Yesterday dudely Harpyness fan Christopher F. sent me a link to a column on Philly.com about an incident at the Philadelphia airport which pretty much sews up everything I hate about air travel and everything I hate about the Patriarchy. Thanks, Chris!
Rebecca Solomon is 22 and a student at the University of Michigan, and on Jan. 5 she was flying back to school. She made sure she arrived at Philadelphia International Airport 90 minutes before takeoff. What happened to her lasted only 20 seconds, but she says they were the longest 20 seconds of her life.
After pulling her laptop out of her carry-on bag, sliding the items through the scanning machines, and walking through a detector, she went to collect her things. A TSA worker was staring at her. He motioned her toward him. Then he pulled a small, clear plastic bag from her carry-on – the sort of baggie that a pair of earrings might come in. Inside the bag was fine, white powder.
She remembers his words: “Where did you get it?”
Two thoughts came to her in a jumble: A terrorist was using her to sneak bomb-detonating materials on the plane. Or a drug dealer had made her an unwitting mule, planting coke or some other trouble in her bag while she wasn’t looking.
Answer truthfully, the TSA worker informed her, and everything will be OK.
Solomon, 5-foot-3 and traveling alone, looked up at the man in the black shirt and fought back tears. Put yourself in her place and count out 20 seconds. Her heart pounded. She started to sweat. She panicked at having to explain something she couldn’t.
Now picture her expression as the TSA employee started to smile.
Just kidding, he said.
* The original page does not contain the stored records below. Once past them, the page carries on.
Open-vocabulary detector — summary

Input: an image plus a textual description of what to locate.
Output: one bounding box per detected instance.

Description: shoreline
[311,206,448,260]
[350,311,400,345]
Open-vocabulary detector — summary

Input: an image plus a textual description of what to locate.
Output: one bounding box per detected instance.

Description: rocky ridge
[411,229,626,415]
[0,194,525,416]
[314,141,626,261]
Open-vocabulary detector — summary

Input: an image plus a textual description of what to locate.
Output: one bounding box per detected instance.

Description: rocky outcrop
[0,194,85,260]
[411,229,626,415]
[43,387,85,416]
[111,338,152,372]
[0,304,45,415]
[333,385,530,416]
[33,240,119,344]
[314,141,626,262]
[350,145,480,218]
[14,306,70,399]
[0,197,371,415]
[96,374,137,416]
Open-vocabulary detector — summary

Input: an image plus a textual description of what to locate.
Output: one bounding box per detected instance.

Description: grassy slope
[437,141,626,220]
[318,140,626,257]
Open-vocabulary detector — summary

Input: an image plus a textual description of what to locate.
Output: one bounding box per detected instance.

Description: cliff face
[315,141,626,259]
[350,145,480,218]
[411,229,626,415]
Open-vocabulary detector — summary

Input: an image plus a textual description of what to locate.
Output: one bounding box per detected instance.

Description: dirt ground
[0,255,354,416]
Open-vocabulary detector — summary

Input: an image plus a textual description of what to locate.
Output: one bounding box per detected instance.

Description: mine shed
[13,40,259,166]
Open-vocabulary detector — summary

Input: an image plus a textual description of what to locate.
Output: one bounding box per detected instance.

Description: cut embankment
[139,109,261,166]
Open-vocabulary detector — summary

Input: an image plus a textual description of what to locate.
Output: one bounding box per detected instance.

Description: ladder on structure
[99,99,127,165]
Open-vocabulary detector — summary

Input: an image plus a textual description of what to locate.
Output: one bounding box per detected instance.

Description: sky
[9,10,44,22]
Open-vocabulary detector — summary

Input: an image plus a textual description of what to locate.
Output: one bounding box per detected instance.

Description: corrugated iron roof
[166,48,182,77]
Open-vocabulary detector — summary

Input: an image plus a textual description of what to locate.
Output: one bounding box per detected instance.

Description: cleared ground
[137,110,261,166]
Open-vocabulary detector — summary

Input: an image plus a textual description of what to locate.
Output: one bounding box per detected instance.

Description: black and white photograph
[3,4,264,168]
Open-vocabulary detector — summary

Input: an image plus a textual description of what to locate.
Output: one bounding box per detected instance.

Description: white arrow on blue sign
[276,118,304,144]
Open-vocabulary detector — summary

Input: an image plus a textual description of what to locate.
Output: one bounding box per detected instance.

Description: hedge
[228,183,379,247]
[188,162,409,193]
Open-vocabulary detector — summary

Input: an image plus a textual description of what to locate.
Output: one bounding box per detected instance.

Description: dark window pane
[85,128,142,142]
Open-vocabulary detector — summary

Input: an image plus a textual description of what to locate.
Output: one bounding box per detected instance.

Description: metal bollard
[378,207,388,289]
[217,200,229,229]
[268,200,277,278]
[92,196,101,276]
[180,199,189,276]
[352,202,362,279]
He waved the baggie. It was his.
And so she collected her things, stunned, and the tears began to fall. Another passenger, a woman traveling to Colorado, consoled her as others who had witnessed the confrontation went about their business. Solomon and the woman walked to their gates, where each called for security and reported what had happened.
A joke? You’re not serious. Was he hitting on her? Was he flexing his muscle? Who at a time of heightened security and rattled nerves would play so cavalierly with a passenger’s emotions?
Good question. I know I’ll get accused of being a paranoid feminazi, but I’m 99% sure this asshole would not have done that to a male passenger; the fact that she was a young, petite woman traveling alone was why he pulled that stunt, and why he felt he could get away with it. In fact, I went through something similar at Indira Gandhi International Airport in Delhi earlier this month: a security screener pulled some harmless items from my carry-on and used it as an excuse to make me stand there while he asked me increasingly inappropriate and flirtatious personal questions about my religion, my clothes, whether I was married, etc. Two of his colleagues drifted over to leer while he questioned me. After a minute or two of this, I was almost shaking with humiliation and impotent anger. My sister, who had gone ahead of me in the security line, came over and stood next to me, scowling, which gave me enough courage to say in a loud voice “Why are you doing this? Who’s your boss?” At that, the assholes decided the show was over and handed my bag back to me. I felt sick to my stomach about it for hours afterwards.
It’s not like this is anything new. Men in power–especially the police and military–have used their authority to harrass and abuse women for most of human history, so it stands to reason that some asshole in the TSA would give it a try. The most unpleasant realities of being female are the ways big and small we spend most of our lives dealing with this brand of bullshit. From the boys on the playground who pull our pigtails to the men who grope us on the streets and harass us in the office, we live in a patriarchial culture which teaches them that it’s okay to disrespect and mistreat women for their own amusement or gratification, and then pass it off as “just a joke.”
I’m glad to see that in this case, it appears the asshole got his comeuppance:
“The TSA views this employee’s behavior to be highly inappropriate and unprofessional,” she wrote. “We can assure travelers this employee has been disciplined by TSA management at Philadelphia International Airport, and he has expressed remorse for his actions.”
Ann Davis, the TSA spokeswoman, said this afternoon that the worker is no longer employed by the agency as of today. She said privacy laws prevented her from saying if he was fired or left on his own.